Man Ray and Lee Miller: Partners in Surrealism at the Legion of Honor

Originally published in the Marina Times San Francisco in August 2012

I told him boldly that I was his new student. He said he didn’t take students, and anyway he was leaving Paris on a holiday. I said I know, I’m going with you … and I did. —Lee Miller on meeting Man Ray

The Legion of Honor will showcase the collaboration between the artists Lee Miller and Man Ray from July 14 through October 14, 2012.

Both American expatriates in Paris, Lee Miller and Man Ray lived together from 1929 to 1932. During this time they popularized several photographic techniques including solarization. Their mutual inspiration lead to some of the most legendary works of their careers.

Miller was a commercial photographer and model, and would later become a highly regarded war correspondent for Vogue magazine during the Second World War. While in Paris she had her own photography studio and took commercial assignments as well as developing her own droll Surrealist style. Miller was respected among the Surrealists, and even appeared in Jean Cocteau’s film “Blood of a Poet”.

Galvanized by contemporary European art exhibits such as the famous 1913 Armory Show, Man Ray was inspired to invent Dada objects and to reject conventional artistic subject matter. In 1920 he helped Marcel Duchamp create Rotary Glass Plates, one of the first examples of kinetic art. Soon thereafter he would discover photography, his signature medium: his trademark became the black and white dreamlike representations of strangely juxtaposed images such as the metronome with eye, called “Object to Be Destroyed”.

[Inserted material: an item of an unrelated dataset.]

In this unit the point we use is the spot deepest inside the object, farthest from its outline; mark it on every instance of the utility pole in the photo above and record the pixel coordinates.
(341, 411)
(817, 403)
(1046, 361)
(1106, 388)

This exhibit is the first to explore their artistic and romantic relationship. Significantly, this exhibit also puts Lee Miller’s work in a more meaningful context as an equal to her Surrealist compatriots. Like Gauguin and Van Gogh’s collaboration in the Yellow House, the visions of Lee Miller and Man Ray merged into a remarkable synergy that was never to be repeated. That unique moment, and the resulting work, still resonates through the art world.